Restoring Coral Reefs
NOAA Restoration Center
NOAA National Ocean Service
The Nature Conservancy Coral Restoration Foundation
Nasa/Goddard Space Flight Center Scientific Visualization Studio
NARRATOR: These beautiful coral reefs are in serious trouble. They are being damaged or destroyed by pollution, disease, climate change, and a large number of ship groundings.
Staghorn and elkhorn coral have become threatened species. These corals are the building blocks of reefs in the Caribbean and Florida Keys.
To address these issues, NOAA and its partners started a coral restoration effort. Using innovative techniques, like underwater coral farming and reattaching broken coral pieces, these projects transplant and restore thousands of coral colonies on damaged reef sites.
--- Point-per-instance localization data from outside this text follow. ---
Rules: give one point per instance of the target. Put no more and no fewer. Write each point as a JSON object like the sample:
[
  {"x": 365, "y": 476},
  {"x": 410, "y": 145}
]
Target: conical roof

Trained scuba divers are given special permission to work on the reefs. These divers transplant the new pieces of coral by using cement or epoxy putty. The goal is to restore the coral reef to allow the natural inhabitants a chance to thrive.
Scientists have found that the corals grown in the nurseries are able to reproduce in their new homes. This means staghorn and elkhorn have a chance for a comeback. It also means genetic diversity may be achieved along the reefs -- allowing for stronger and more resilient ecosystems in our ocean.Since healthy coral is a vital part of the ocean environment, restoring reefs brings great benefits to the waters here and around the world.